How I Analyze Bank Stocks

We did a Focused Compounding Podcast episode that was 100% dedicated to bank investing.

In that podcast notice that I analyze banks completely differently than most value investors. I don’t believe price-to-book is an especially important metric. I value banks based on the amount of their share price, their deposits per share (so P/Deposits so to speak), their growth in deposits, and finally the profitability of those deposits (how low cost are they, how “sticky” are they).

I spend very little time on the asset side of the bank except to see if I think it is safe enough for me.
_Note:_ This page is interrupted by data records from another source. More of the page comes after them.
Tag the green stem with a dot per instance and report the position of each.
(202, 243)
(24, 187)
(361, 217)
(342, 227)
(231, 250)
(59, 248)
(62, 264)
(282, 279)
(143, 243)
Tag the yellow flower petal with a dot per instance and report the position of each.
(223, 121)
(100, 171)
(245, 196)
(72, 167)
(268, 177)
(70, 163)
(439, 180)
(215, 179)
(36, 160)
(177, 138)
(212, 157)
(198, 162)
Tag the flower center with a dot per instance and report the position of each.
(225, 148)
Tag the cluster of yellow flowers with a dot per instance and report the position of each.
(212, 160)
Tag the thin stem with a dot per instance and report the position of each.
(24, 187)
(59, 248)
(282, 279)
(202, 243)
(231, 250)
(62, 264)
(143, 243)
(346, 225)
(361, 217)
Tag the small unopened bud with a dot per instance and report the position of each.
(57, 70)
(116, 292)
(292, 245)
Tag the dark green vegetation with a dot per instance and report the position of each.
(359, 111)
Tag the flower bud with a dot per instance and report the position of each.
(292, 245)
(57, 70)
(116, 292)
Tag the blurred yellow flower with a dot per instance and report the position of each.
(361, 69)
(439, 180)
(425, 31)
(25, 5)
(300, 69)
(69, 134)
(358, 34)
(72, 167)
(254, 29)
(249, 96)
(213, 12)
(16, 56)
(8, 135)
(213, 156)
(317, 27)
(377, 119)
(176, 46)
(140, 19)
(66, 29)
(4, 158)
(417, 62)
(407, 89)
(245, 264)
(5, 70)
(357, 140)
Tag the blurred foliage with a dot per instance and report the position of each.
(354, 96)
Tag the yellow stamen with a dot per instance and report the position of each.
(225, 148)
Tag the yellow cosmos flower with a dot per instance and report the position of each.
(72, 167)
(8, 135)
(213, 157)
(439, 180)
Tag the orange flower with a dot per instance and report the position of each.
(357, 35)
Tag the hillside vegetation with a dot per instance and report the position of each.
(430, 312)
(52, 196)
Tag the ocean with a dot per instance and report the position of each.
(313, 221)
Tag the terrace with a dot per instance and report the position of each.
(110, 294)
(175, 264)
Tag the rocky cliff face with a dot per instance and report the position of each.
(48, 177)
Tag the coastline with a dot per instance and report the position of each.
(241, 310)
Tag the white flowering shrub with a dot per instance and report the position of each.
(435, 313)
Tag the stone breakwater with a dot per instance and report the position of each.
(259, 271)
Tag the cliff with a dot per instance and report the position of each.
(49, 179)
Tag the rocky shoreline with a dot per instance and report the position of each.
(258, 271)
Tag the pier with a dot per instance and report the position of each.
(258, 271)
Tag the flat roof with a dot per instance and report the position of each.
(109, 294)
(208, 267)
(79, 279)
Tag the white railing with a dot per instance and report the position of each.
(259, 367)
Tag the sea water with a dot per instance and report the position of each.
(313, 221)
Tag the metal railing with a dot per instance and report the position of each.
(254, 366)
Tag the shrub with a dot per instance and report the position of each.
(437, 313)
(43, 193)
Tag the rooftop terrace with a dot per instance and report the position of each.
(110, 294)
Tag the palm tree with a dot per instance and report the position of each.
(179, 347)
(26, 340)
I just assume – and this assumption isn’t 100% correct or anything – that money is a commodity, so banks will make roughly similar amounts over time on whatever they lend out, buy bonds with, etc.

However – at least among U.S. banks – you have banks that pay very different amounts on their deposits (in interest), and even MORE important very, VERY different amounts in terms of non-interest expenses per dollar of deposits. There are banks in the U.S. that have $50 million per branch and pay HIGHER interest on most deposits compared to banks that have $200 million per branch. The bank with 4 times the deposits per branch brought in with MORE non-interest bearing accounts is going to have such a “all-in” cost advantage over the other bank that it can make fewer loans and buy more bonds, it can make safer loans that yield less, it can buy shorter-term bonds that yield less, etc. and it’ll still make more money than the bank that has to hustle to make the highest yielding loans, buy the highest yielding bonds, etc.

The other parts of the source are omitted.